Travel Behavior: Commuter Response to the Fix I-5 Project

Two years ago this summer, a one-mile stretch of Interstate 5 in downtown Sacramento was intermittently closed over a period of nine weeks for a $27 million reconstruction project. As “The Fix” kicked off, government and business leaders who were worried about congestion and the potential economic impacts of the closure actively promoted commute alternatives, including flex schedules, four-day work weeks, carpooling, transit and telecommuting. At the request of Governor Schwarzenegger, UC Davis research teams led by Civil and Environmental Engineering Professor Michael Zhang and Professor Emeritus Pat Mokhtarian launched a study to track and analyze traveler response. The goal was to learn from the experience and help transportation planners prepare for future fixes in an efficient way. The preliminary findings show auto trips dropped – but not as much as one might expect, and some commuters adopted permanent changes – but not attributable solely to The Fix.

“Our project became a real-life research lab for the rest of the country,” explains Mokhtarian. Given the nation’s aging infrastructure, major highway closures like The Fix are expected to occur more frequently. Highway planners elsewhere can prepare for how commuters might respond to such closures based on the ITS-Davis team’s research findings.

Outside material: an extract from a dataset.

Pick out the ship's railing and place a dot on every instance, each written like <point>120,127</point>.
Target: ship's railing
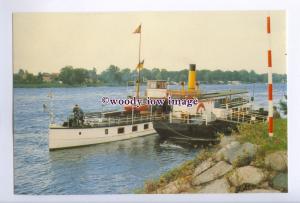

“Furthermore, what we learn about commuters’ inclinations to change habitual behavior in the context of this sort of incentive can potentially be transferred to other types of incentives such as improved transit service and different price signals,” she adds.

The project’s principal investigator, Michael Zhang, led a team of graduate students and postdoctoral researchers who collected field data from freeways, arterial streets, and transit services on traffic volumes, travel times, and transit ridership before, during, and shortly after the project. Mokhtarian surveyed commuters twice during the project, and once six months after the project ended.

The two halves of the study are complementary. Zhang’s analysis portrays the aggregate travel patterns on the ground, while Mokhtarian’s portion offers insight into the individual decisions leading to those aggregate outcomes. If traffic was lighter in the affected area during The Fix, was it because people chose other routes or other destinations, took vacation, worked at home, or abandoned the activity entirely? Were certain kinds of people more likely to make changes, and certain kinds of changes, than others?

Zhang’s findings show that although some routes saw significant reductions or increases in traffic, the total drop in the number of auto trips was only 3% to 6%, not as high as was anticipated. Instead of changing to alternative modes, such as light rail and bus transit, the majority of commuters and truckers who changed their travel patterns shifted to alternate routes, which caused significant delays on those detours. Some commuters turned to carpooling in the initial stages of The Fix, but reverted to solo-driving in the later stages, perhaps due to the minor impact of The Fix on the freeway routes with carpool lanes. Transit services saw a significant increase in their ridership between 2007 and the end of the Fix I-5 project, but analysis by graduate student Rachel Carpenter attributes this increase to rising gas prices. Light rail saw significant ridership increases, 10%-20% during The Fix, but bus ridership experienced only minor increases. One month after construction was completed, vehicle volumes on the roadway returned to pre-construction levels.

Mokhtarian’s findings from her survey taken six months after the project ended indicate that 41.6% have made a permanent change to the commute pattern they had before The Fix. Of those, however, two-thirds said The Fix had nothing to do with their change. Roughly 24% said The Fix was one factor. Only 9% said The Fix was the most important factor contributing to their permanent change.

In addition to the general findings, Mokhtarian, together with visiting scholars Liang Ye and Meiping Yun of Tongji University in Shanghai, China, chose to examine differences by gender. She hadn’t planned to take this research approach, but determined it would be a valuable opportunity to do so because there is very little literature on gender impacts of reconstruction projects.

The analysis showed women were more likely than men to report being impacted by The Fix – positively as well as negatively. For example, about 25% of women and 21% of men reported better travel speeds than usual during The Fix. The most common change in commute pattern either gender made was avoiding rush hour or taking a different route, but women were 5 to 8 percentage points more likely than men to do each of these things. Women were slightly more likely than men to alter their mode choices. And while they were more likely to increase transit or vanpool use, they were less likely to walk or bike. Mokhtarian summarized the findings to date last spring, at the first of a series of joint research webinars with Caltrans.

Two key findings from Zhang’s research stand out for transportation planners considering similar big construction projects that involve road closures. An adequate amount of redundant capacity in a transportation network is critical for handling large-scale disruptions to the network, since mode shift is not likely to be significant in the short run. When there is adequate redundant capacity, and with proper project timing and traffic management, fully closing a highway in one direction at a time is both practical and effective. A preliminary report of Zhang’s findings is forthcoming.